先住の猫が神経質な性格であれば、とても慎重になるべきです。
ストレスを上手く発散させずに溜め込むと、膀胱炎などの病気になることもあります。

原因が特定できない「突発性膀胱炎」はストレスが起因していると考えられており、猫にとても多い病気です。

更に、伝染性腹膜炎(FIP)も、ストレスが引き金になると考えられています。
FIPは、発症すると100パーセント死に至ると考えられている恐ろしい病気です。

また、新入りの猫が来たことによってマーキングなどの問題行動が出てくる場合があるでしょう。

先住の猫がおっとりした性格だと、あまりやんちゃな子が来てしまったら負担になるでしょう。

相性がうまくいく性別は?

オスの方がメスよりも縄張り意識が強いため、先住猫がオスであれば、より慎重になるべきです。

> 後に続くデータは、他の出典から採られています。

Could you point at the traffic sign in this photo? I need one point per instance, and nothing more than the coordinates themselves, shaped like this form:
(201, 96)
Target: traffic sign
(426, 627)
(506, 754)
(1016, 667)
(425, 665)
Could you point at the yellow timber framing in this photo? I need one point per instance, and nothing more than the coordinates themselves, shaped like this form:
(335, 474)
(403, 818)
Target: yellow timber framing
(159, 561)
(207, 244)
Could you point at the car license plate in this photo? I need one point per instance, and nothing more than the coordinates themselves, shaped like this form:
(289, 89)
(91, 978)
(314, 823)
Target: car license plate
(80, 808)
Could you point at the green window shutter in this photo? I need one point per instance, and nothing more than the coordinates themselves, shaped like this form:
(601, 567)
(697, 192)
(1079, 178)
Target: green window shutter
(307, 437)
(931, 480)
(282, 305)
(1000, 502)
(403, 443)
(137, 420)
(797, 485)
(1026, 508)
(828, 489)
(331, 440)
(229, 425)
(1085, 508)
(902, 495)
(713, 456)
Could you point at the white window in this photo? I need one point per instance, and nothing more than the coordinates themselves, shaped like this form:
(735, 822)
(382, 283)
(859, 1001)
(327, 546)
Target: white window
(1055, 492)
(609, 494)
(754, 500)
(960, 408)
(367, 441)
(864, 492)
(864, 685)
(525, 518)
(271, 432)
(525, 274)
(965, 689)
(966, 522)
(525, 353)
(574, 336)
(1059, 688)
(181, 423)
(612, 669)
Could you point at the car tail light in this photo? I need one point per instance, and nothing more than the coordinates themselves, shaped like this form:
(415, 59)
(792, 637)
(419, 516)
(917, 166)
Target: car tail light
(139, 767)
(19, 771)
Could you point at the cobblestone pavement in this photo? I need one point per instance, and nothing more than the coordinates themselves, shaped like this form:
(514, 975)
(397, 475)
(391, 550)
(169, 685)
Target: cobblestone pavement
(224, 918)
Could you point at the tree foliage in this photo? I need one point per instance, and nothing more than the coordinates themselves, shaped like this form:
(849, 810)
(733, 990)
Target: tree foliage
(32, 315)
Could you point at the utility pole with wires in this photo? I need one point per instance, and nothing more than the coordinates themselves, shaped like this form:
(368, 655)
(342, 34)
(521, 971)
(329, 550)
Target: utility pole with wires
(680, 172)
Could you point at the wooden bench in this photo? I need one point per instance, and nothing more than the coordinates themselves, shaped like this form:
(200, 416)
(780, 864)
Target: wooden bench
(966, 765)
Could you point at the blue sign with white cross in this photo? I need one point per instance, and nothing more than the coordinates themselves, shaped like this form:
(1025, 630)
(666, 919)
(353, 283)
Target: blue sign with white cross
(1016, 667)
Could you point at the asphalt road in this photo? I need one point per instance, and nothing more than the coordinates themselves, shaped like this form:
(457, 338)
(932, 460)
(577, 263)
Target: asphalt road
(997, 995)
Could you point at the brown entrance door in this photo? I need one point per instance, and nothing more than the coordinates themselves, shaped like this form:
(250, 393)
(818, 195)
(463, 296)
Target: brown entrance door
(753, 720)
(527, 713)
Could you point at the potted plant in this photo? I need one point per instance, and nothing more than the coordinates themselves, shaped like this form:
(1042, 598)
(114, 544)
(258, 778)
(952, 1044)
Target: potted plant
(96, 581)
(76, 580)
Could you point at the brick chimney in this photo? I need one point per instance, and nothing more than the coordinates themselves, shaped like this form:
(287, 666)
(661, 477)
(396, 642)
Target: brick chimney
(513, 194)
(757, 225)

相性に関しては、不妊去勢がしてあれば、オスメスではそれほど大きな差は感じられません。
メス同士なら必ず上手くいくということもありませんし、オス同士でも仲良しになることもあります。

2頭目を迎える前に準備すること

隔離できる部屋、ケージ

迎えてすぐに先住の猫に会わせることはせず、しばらくは気配があることが分かる程度に、新入りは別の部屋に分けるのが理想的です。

時間をかけてもどうしても相性が合わない時には、そのまま部屋を分けて飼育することもできます。

更に、ケージがあると新入りの猫が慣れるまでの間の隠れ家になりますし、先住猫との初顔合わせがケージ越しに出来るので、ケージを一つ用意しておきましょう。

隠れ家

慣れてきても、お互いに顔を合わせたくない時もあります。
それぞれの猫が隠れられる、隠れ家を部屋の上の方や下の方に、いくつか用意しておきましょう。
ダンボール箱などでも大丈夫です。

人手の確保

しばらく隔離することを想定し、どちらの猫のことも構ってあげられるだけの人手が必要です。

また、2頭目を迎えてすぐは、ストレスによりどちらかの猫が体調を崩すことも想定されます。
通院や看病が必要な時に、一人でケアしきれないことが無いようにしましょう。